WDI
WDI copied to clipboard
`jsonlite` vs. `RJSONIO`
@BPJandree recommended and tested the new version of WDI
which relies on jsonlite
instead of RJSONIO
.
Things seem to work OK, but I have just noticed that the new version is about 2x slower than the old one.
Do we have actual evidence that jsonlite
works better along other dimensions? Fewer network issues?
Is this worth it, or should I roll back the changes?
Could be because jsonlite performs additional validity checks, I recall reading some old discussions on that but I'll let others come in in case they have a more up-to-date view on this. Perhaps an idea is to keep the old get_page function and use either a tryCatch so that if it fails on https it tries the jsonlite version, or add a flag to the WDI() function that allows making the switch but keeps the old rjsonio as default if it's preferred.

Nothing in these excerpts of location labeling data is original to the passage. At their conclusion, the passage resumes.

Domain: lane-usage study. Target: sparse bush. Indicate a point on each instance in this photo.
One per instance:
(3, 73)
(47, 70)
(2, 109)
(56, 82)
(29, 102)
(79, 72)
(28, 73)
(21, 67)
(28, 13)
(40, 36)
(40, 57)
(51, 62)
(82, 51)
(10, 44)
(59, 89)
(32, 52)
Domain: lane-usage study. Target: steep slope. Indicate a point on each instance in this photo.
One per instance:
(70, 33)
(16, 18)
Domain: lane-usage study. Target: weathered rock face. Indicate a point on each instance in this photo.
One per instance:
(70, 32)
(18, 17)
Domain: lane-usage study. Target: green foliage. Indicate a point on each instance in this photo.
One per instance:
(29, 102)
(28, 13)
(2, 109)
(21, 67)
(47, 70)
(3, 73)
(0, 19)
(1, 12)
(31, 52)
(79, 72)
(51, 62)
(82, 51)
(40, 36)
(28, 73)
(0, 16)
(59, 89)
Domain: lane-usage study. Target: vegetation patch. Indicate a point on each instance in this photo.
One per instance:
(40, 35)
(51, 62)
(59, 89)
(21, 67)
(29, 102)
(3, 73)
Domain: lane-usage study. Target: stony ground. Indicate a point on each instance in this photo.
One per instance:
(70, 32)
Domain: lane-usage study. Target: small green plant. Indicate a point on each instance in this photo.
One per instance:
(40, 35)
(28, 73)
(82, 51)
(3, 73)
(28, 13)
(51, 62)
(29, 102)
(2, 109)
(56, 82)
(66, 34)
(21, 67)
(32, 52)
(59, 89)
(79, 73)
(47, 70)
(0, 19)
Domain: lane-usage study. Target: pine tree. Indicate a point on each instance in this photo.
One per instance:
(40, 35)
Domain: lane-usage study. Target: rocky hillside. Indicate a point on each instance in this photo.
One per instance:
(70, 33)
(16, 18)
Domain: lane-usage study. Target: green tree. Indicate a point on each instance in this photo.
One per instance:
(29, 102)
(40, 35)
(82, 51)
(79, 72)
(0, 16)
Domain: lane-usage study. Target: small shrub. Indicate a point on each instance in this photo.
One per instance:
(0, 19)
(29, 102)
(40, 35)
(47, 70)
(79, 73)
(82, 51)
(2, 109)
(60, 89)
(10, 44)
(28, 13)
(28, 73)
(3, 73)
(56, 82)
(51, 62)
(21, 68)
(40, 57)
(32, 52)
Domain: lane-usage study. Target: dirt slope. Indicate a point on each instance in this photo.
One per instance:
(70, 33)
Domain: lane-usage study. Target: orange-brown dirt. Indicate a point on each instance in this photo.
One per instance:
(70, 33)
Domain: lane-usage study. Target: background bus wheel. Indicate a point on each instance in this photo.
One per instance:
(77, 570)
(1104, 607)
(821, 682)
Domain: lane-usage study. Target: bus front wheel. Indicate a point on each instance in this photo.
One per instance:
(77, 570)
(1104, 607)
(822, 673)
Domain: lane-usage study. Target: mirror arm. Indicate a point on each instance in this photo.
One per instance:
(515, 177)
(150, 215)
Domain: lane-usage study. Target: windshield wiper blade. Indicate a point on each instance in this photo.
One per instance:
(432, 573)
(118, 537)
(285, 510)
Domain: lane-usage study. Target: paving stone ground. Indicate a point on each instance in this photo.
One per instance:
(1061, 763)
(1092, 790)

Right. We are almost certainly paying for the convenience of a robust handling that returns neat data frames. But we did that faster with our customized list processing.
Note to self: try RcppSimdJSON
interesting package. Quick try on windows:
series_url="https://api.worldbank.org/v2/indicator?per_page=25000&format=json"
> system.time(series_dat <- RcppSimdJson::fload(series_url)[[2]])
user system elapsed
0.06 0.09 8.53
> system.time(series_dat <- RcppSimdJson::fload(series_url)[[2]])
user system elapsed
0.09 0.09 6.97
> system.time(series_dat <- jsonlite::fromJSON(series_url)[[2]])
user system elapsed
0.45 0.05 9.25
> system.time(series_dat <- jsonlite::fromJSON(series_url)[[2]])
user system elapsed
0.39 0.12 6.04
Download time is dominating.
I think maybe the C++17 requirement is a bit stringent - eg for a compute heavy package requirements on the compiler make sense, but for a general purpose package the audience may low little about such matters and they might get stuck needing to update. Thoughts?
Be interested to see if you get speed improvements. I'll play around with this package in a few workloads to get a feel.
yep, you're right. I did some tests last week and came to the same conclusion. Let's just use jsonlite
since that is implemented already.
I think it has the broadest base of users at the moment, so the slower processing should buy a bit of better maintainability and usability
Thanks, good points. I will close this now and prep a CRAN release in the next few days.